Early marriage and FGM
Across all Young Lives countries, both young people and their parents now believe it is acceptable to marry later and delay childbirth for economic and health reasons. However, while the rise in schooling is enabling more young people to access information about reproductive health, many girls are still entering into early marriage and childbearing, despite the association with higher infant and maternal mortality, health risks due to physical immaturity, and higher overall fertility.
By the age of 19, over a third of girls in India are already married, and in both India and Ethiopia, many girls are still marrying well below the legal age of 18. Early childbearing is also still prevalent; nearly a quarter of girls in Peru have had a baby by the time they are 19. In other Young Lives countries, girls from poorer households and rural areas are most likely to enter into early marriage and childbearing, and in Ethiopia and India, girls whose mothers have less education, continuing the cycle of poverty.

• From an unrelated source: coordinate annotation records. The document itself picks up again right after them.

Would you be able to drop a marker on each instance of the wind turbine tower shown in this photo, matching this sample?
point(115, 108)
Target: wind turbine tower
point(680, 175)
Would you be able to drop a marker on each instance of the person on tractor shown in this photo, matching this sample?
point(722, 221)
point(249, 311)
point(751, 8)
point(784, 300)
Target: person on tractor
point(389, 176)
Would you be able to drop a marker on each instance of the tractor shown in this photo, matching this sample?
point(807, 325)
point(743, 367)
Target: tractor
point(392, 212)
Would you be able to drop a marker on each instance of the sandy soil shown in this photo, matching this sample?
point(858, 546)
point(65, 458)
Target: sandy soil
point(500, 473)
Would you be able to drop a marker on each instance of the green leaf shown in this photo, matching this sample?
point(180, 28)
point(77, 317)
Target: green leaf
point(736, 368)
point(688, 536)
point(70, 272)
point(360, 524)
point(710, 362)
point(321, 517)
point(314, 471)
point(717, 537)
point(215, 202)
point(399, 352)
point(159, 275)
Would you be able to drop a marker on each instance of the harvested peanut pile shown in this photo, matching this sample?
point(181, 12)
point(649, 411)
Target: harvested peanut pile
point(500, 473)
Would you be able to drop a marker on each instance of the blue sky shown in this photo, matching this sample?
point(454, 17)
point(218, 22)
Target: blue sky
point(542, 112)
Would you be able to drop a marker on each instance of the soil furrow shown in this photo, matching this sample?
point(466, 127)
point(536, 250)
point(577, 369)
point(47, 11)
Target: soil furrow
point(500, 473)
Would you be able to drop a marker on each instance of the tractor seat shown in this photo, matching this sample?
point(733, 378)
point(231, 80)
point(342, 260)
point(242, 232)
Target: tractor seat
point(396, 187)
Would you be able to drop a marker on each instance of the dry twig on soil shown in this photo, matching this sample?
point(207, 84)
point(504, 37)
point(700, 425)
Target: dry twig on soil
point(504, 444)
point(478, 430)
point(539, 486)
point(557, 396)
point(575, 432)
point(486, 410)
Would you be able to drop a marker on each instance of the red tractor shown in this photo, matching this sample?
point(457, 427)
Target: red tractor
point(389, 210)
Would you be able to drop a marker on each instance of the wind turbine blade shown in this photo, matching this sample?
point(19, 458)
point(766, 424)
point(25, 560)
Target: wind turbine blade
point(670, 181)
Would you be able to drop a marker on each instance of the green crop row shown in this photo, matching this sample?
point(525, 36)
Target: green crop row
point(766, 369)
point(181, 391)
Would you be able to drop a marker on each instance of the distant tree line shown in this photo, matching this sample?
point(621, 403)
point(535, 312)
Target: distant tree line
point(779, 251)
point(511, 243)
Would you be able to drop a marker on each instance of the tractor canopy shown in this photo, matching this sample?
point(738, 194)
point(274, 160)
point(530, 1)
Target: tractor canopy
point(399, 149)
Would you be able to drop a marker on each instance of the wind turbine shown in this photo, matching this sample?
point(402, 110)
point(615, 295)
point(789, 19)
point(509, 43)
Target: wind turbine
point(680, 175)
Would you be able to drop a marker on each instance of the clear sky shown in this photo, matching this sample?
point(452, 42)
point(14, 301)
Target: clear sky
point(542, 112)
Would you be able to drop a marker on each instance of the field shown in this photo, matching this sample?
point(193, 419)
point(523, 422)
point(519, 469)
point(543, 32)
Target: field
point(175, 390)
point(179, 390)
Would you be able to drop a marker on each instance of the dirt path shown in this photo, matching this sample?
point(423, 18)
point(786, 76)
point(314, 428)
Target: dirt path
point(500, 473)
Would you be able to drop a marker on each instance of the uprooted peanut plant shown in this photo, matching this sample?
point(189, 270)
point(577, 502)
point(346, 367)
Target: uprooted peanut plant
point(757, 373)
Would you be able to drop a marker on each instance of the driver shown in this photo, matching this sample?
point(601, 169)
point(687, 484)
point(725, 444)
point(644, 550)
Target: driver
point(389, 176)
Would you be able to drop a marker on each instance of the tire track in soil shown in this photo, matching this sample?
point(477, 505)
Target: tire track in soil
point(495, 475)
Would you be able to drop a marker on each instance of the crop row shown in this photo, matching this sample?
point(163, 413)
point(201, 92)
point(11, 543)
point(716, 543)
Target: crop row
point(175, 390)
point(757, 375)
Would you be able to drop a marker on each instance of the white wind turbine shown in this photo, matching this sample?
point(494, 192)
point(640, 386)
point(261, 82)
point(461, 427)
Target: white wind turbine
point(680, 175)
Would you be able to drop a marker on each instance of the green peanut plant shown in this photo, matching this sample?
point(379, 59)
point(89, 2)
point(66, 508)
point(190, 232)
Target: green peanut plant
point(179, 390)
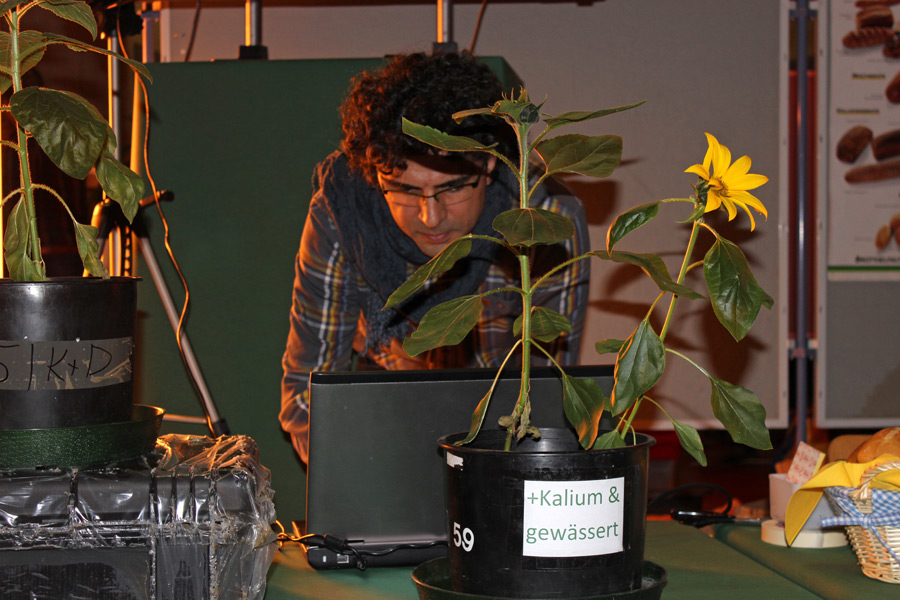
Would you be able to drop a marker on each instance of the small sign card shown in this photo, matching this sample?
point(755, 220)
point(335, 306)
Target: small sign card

International attention has focused on the risks to children and young people from traditional practices that are harmful and violate their rights. In Ethiopia, for example, early marriage and female genital mutilation (FGM) are now both against the law. However, moves to abolish these practices have encountered resistance, as both were traditionally seen as a way of protecting girls and securing their future through a good marriage by keeping them safe from abduction, as well as sexual activity and pregnancy outside marriage.
In 2016 Young Lives is carrying out field research in both Ethiopia and India to look more closely at the drivers of early marriage. By exploring young pathways to marriage and parenthood we can contribute to the policy debates about how best to address not just early marriage but the concerns of adolescent girls and boys in their transitions to adulthood.